People deride this one but no one seems to understand it is intentionally goofy. It’s clearly not meant to be taken seriously; for example, toward the end Megalon and Gigan are getting the better of Godzilla and Jet Jaguar, surrounding them in a ring of fire. Then Godzilla throws his arms over Jet Jaguar’s shoulders and the two fly off, out of the fire’s reach. Megalon and Gigan – two mutant monsters – sort of look at each other and then throw their arms up, like “What the hell?!” This movie was clearly made by some people who were having a lot of fun, and unfortunately that’s lost on most who watch it – but then, most geeks are humorless twits, anyway. But I love all the little touches, even the weird interpretive dance beneath the Easter Island head carving in Seatopia. This is easily my favorite Godzilla movie.

Godzilla vs MechaGodzilla (1974): The goofy/campy tone of the previous film is gone, replaced with a more serious sort of approach that brings to mind the Godzilla films of the decade before. That being said, there’s precious little Godzilla to be found in this one; the big guy shows up for a brief patch early on and then disappears until the final fight. For the most part Godzilla vs Mechagodzilla feels more like a Japanese attempt at a Eurospy film, mixed with a bit of a Planet of the Apes ripoff. The focus is more on suspense and intrigue as our cast of heroes – a marine biologist, his mostly-useless brother, and two gals, one of whom is a photographer and the other the daughter of a scientist – run afoul of a shady group who turn out to be evil monkey-men aliens from space who disguise themselves as humans.

The film features more human-on-human violence than other Godzilla films of the era, with “human” characters strangled and shot, sometimes in the face – leading to cool, somewhat-psychedelic special effects of the skin “melting” off, revealing the Planet of the Apes ripoff faces beneath.
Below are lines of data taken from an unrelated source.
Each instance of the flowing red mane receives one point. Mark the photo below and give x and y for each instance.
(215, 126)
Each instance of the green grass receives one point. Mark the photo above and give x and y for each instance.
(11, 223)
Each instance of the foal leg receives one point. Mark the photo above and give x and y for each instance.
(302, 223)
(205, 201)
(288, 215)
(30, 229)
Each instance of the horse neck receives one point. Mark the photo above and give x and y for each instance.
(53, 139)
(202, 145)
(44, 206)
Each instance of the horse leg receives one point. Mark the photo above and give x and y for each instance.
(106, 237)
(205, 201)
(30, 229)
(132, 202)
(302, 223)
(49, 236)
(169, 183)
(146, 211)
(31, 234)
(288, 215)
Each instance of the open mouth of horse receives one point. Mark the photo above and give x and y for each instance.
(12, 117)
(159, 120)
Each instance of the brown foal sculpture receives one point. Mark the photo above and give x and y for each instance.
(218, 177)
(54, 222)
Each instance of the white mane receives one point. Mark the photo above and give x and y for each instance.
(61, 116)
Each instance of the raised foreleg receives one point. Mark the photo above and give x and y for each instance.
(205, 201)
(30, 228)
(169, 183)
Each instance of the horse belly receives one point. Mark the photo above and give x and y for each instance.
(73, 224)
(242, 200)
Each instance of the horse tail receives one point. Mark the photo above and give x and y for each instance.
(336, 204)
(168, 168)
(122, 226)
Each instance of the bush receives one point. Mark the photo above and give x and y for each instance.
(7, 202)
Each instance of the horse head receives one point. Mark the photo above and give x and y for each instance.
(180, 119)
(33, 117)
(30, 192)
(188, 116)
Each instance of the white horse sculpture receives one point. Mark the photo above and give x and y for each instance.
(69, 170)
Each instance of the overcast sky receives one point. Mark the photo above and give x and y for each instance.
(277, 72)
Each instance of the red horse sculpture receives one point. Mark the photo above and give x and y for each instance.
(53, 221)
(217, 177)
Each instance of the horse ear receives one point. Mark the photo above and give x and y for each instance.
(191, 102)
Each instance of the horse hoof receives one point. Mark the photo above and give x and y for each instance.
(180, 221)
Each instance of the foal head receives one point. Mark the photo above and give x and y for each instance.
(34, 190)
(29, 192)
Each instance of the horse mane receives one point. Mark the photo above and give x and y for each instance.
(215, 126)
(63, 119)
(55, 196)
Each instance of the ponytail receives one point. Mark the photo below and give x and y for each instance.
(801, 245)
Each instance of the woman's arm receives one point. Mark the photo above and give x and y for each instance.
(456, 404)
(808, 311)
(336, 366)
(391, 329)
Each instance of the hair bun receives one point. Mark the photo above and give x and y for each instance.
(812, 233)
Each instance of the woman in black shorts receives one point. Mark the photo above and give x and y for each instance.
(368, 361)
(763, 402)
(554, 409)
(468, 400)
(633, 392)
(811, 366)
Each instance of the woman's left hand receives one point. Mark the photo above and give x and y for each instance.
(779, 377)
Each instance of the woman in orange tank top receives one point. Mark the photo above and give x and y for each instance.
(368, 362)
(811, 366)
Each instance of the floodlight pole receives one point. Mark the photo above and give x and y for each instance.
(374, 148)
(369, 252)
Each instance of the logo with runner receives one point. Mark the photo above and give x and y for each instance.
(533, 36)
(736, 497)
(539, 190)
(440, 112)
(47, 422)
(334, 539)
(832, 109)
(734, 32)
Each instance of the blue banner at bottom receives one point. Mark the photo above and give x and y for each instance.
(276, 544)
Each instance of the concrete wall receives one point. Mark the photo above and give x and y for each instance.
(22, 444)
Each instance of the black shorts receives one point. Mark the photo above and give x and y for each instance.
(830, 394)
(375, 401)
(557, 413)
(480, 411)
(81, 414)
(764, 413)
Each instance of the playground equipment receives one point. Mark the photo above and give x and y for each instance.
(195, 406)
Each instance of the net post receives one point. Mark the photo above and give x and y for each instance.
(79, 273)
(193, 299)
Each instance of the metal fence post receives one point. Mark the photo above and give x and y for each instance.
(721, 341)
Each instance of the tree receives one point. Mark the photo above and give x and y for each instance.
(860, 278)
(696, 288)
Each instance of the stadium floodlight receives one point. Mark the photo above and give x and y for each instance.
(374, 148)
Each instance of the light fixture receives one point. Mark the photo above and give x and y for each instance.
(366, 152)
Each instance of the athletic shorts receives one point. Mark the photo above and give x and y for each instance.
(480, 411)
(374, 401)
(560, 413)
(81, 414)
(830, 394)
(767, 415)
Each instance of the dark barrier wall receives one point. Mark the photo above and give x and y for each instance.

But where is Godzilla? He shows up early in the film, or at least appears to – but when “Godzilla” gets in a bloody fight with series mainstay Angilas, even the humans know something is up. During the fight Angilas knocks off some of Godzilla’s skin, revealing a Terminator-esque steel skeleton beneath. This is MechaGodzilla, which reveals itself later in a brawl with the real Big G. Controlled by those aliens, MechaG’s intent is to destroy Japan and kill Godzilla, or something. Anyway Godzilla gets knocked into the sea and isn’t seen again for a helluva long time, save for a brief (and also slightly psychedelic) bit where we see him like inhaling lightning bolts and glowing a blacklight poster purple.

After interminable hijinks with the human actors, things finally get to the monster bash we want, with Godzilla and new pal King Ceasar (a monster that looks like a big puppy which is called forth by an endless song courtesy some kung-fu like chick in Okinawa) take on MechaGodzilla in a two-on-one brawl. Monster blood flies here and MechaG unleashes hell courtesy eyebolts, finger missiles, chest missiles, a force field, the works. But Godzilla manages to win the fight (no thanks to Ceasar, who sort of hides behind rocks throughout the fight) and then storms off back to Monster Island without even a glance back at the cheering humans. This was the last one courtesy the director who gave us the previous two films; after this old hand Ishiro Honda returned for Terror of MechaGodzilla, which was the last Godzilla film until 1984. 

3 comments:

Johny Malone said...

Interesting the spy element in the last movie. Apparently, it continued in Terror of MechaGodzilla and in some later film of the series.

Guy Callaway said...

All fair reviews of these highly entertaining films. For some reason, I prefer these Later, goofier entries.
You didn't cover 'Terror Of MechaG', which contains one of my favorite lines: "I love you..even if you are a cyborg!".

Grant said...

People probably make fun of that "interpretive dance" scene in GODZILLA VS. MEGALON, but "Seatopia" is a place right out of a Peplum film, and most Peplum films wouldn't be the same without those dance sequences.